Homeland Security gives Sony the slapdown on DRM

Hopefully this will be my last post about the Sony DRM rootkit stuff. Sony has announced that they are stopping production of all CDs with the rootkit DRM software, at least temporarily. This decision could be related to the slapdown they received by the Department of Homeland Security. Stewart Baker, the DHS’s assistant secretary for policy said the following at an event on combating intellectual-property theft.

“I wanted to raise one point of caution as we go forward, because we are also responsible for maintaining the security of the information infrastructure of the United States and making sure peoples’ [and] businesses’ computers are secure. … There’s been a lot of publicity recently about tactics used in pursuing protection for music and DVD CDs in which questions have been raised about whether the protection measures install hidden files on peoples’ computers that even the system administrators can’t find.

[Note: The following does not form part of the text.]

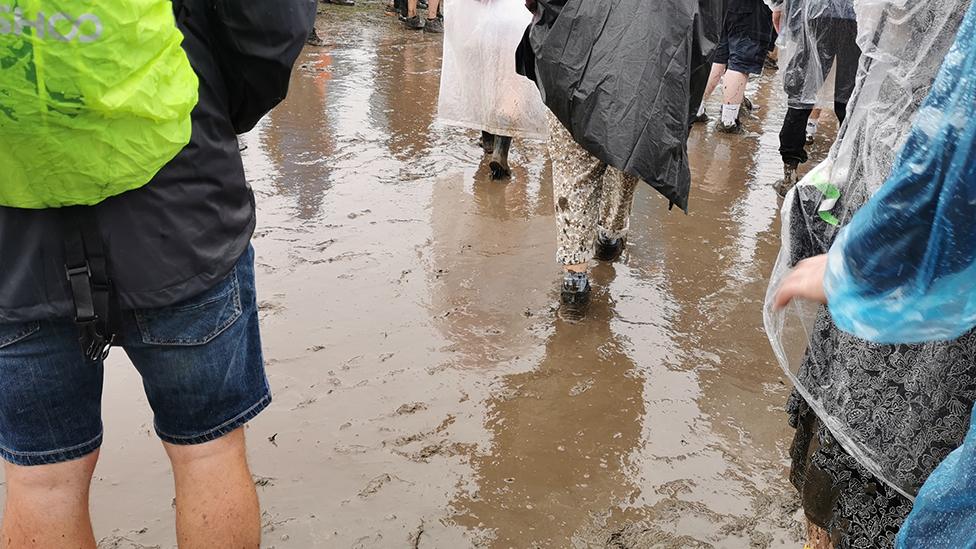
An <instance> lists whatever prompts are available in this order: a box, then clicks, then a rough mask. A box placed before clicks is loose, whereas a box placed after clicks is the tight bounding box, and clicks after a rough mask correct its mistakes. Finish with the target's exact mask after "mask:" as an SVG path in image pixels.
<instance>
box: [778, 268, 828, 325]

It’s very important to remember that it’s your intellectual property — it’s not your computer. And in the pursuit of protection of intellectual property, it’s important not to defeat or undermine the security measures that people need to adopt in these days.”

Quotes from Sony execs have sounded very non-apologetic, and it is obvious they don’t really see what they did as wrong. They are stopping production because of bad publicity, and industry and political pressure, not because they understand that their actions are morally wrong. The end result of this, which is obviously the opposite of what Sony and other media companies want, is that myself and other consumers will never feel safe putting a purchased music CD in our computers, and as such we will be forced to obtain our music from other sources.